Chiamata “«iatromusica», musica guaritrice e che oggi chiameremo «musicoterapia»”1 (Rouget 1986), la dimensione curativa della musica era già nota nel 1600, ossia all’epoca in cui visse Athanasius Kirker.

In Musurgia universalis, sive ars magna consoni et dissoni, il Kirker sistematizza le conoscenze teoriche della musica fino allora conosciute e, tra queste, anche quelle relative alla iatromusica.

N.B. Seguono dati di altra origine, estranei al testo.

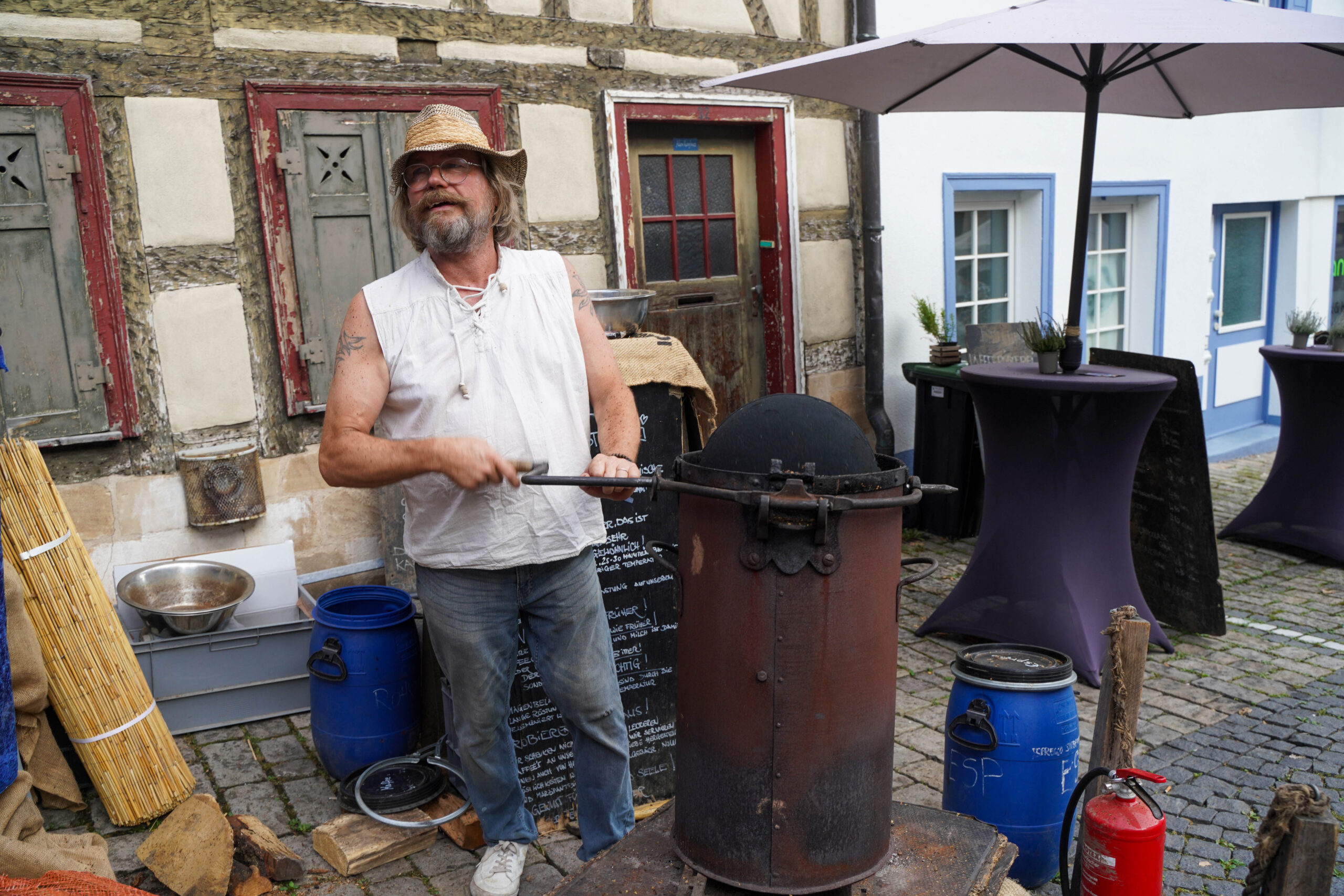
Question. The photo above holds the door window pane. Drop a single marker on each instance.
(686, 183)
(654, 186)
(1244, 269)
(718, 183)
(723, 248)
(658, 251)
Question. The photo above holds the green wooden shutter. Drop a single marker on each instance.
(54, 386)
(337, 188)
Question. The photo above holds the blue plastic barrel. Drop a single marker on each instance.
(1011, 750)
(363, 678)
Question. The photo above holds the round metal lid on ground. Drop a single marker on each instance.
(1014, 667)
(394, 789)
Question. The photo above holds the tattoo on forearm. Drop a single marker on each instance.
(347, 345)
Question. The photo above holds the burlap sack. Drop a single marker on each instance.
(27, 851)
(38, 750)
(654, 358)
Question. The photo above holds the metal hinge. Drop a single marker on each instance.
(61, 166)
(88, 376)
(291, 160)
(313, 352)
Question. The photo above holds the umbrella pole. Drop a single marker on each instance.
(1073, 355)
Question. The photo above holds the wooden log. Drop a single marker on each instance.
(258, 846)
(1120, 696)
(353, 844)
(1306, 859)
(248, 880)
(193, 851)
(464, 830)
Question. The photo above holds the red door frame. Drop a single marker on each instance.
(73, 94)
(768, 124)
(265, 100)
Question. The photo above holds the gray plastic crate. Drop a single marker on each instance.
(255, 668)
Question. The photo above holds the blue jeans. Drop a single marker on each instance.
(474, 620)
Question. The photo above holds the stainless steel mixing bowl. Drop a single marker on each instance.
(622, 311)
(191, 597)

Ecco un significativo esempio di iatromusica descritto da Atanasius Kirker nella celebre “Musurgia universalis” e riportato da Marius Schneider2 in “La danza delle spade e la tarantella”:

«E inoltre ciò che soprattutto suscita ammirazione, è il fatto che questo veleno produce nell’uomo, per una certa somiglianza con la natura, lo stesso effetto che pro­voca nella tarantola per una sua particolare caratteristica: come infatti il veleno, sti­molato dalla musica, spinge l’uomo a saltare per una continua sollecitazione dei mu­scoli, così avviene nelle stesse tarantole:  la qual cosa mai avrei creduto se non l’avessi verificato grazie alla testimonianza, degnissima di fede, dei Padri sopracitati. Scrivo­no, infatti, che è stato effettuato un esperimento di tale fenomeno nelle città di An­dria, in una sala del palazzo ducale, alla presenza di uno dei nostri Padri. La duchessa del luogo, infatti, per mostrare questo meraviglioso prodigio della natura, fatta prendere una tarantola e poggiatala su una conchiglia piena d’acqua, pose su di essa una piccola festuca, comandò poi di chiamare il citaredo: la tarantola, inizialmente non accennò alcun segno di movimento al suono della chitarra, presto, però, la bestiola iniziò a sussultare, seguendo il ritmo, con le zampe e con tutto il corpo e non saltava soltanto, ma all’insorgere di una musica proporzionata al suo umore addirittura danzava sul serio rispettando il tempo: e se il suonatore cessava di suonare anche la  bestiola so­spendeva il ballo. I presenti vennero a sapere che ciò che in Andria ammirarono co­me fatto straordinario, a Taranto era cosa consueta. I suonatori di Taranto, che cura­vano con la musica questo morbo anche in qualità di funzionari pubblici retribuiti con stipendi regolari per aiutare i più poveri e per sollevarli dalle spese, per accelera­re e rendere più facile la cura dei pazienti solevano chiedere ai colpiti il luogo e il campo dove la tarantola li aveva morsicati, e il suo colore. Perciò, individuato subito il luogo dove diverse e numerose tarantole si adoperavano a tessere le loro tele, i me­dici citaredi si avvicinavano e tentavano vari tipi di armonie e, mirabile a dirsi, ora queste, ora quelle saltavano…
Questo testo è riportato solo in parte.